Date of Award


Document Type

Master's Thesis

Degree Name

Master of Science in Forestry (MS)

College, School or Department Name

School of Forest Resources and Environmental Science


Ann L Maclean


The importance of the United States' wood and wood byproducts as biomass feedstocks is increasing as the concern about security and sustainability of global energy production continues to rise. Thus, second generation woody feedstock sources in Michigan, e.g., hybrid poplar and hybrid willow (Populus spp.), are viewed as a potential source of biomass for the proposed biofuel ethanol production plant in Kinross, MI. It is important to gain an understanding of the spatial distribution of current feedstock sources, harvesting accessibility via the transportation infrastructure and land ownerships in order to ensure long-term feedstock extent.
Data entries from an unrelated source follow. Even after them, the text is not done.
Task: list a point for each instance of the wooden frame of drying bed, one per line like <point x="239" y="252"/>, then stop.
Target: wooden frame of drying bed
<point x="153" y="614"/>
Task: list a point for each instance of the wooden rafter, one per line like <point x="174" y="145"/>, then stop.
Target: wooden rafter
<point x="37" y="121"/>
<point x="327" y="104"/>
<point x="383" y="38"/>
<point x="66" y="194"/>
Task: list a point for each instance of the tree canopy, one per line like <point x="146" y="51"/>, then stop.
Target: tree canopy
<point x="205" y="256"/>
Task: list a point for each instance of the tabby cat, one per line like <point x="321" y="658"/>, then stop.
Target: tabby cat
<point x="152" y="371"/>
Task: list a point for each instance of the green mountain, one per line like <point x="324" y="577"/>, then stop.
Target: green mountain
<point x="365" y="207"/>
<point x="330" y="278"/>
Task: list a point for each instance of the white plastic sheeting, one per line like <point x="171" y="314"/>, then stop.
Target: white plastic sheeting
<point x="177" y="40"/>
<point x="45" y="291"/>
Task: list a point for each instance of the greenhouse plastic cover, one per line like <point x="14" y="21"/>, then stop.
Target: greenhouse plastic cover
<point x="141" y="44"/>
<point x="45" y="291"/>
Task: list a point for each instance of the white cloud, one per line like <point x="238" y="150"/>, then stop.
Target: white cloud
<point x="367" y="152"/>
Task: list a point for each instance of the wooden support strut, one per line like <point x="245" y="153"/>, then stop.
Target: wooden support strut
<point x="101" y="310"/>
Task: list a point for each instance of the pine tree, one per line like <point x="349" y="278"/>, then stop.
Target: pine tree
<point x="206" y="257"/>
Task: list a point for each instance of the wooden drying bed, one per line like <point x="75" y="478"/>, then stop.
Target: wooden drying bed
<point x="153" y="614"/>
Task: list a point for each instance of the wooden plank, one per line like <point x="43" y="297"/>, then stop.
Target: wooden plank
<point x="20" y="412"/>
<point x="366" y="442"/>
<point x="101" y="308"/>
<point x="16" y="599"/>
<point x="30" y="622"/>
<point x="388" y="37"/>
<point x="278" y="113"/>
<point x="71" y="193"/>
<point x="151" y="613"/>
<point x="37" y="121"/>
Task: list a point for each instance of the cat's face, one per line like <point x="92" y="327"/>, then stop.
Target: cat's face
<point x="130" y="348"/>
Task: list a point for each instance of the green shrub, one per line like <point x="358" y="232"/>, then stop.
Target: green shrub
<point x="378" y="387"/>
This research provides insights into the current extent of aspen and northern hardwoods, and an assessment of potential for expanding the area of these feedstock sources based on pre-European settlement conditions. A geographic information system (GIS) was developed to compile available geospatial data for 33 counties located within 150 miles of the Kinross facility. These include present day and pre-European settlement land use/cover, soils, road infrastructure, and land ownerships. The results suggest that a significant amount of northern hardwoods has been converted to other land use/cover types since European settlement, and the "scattering" of aspen stands has increased. Furthermore, a significant amount of woody biomass is available in close proximity to the existing road network, which can be effectively utilized as feedstock. Potential aspen and northern hardwoods restoration areas are identified in the vicinity of road networks which can be used for future woody feedstock production.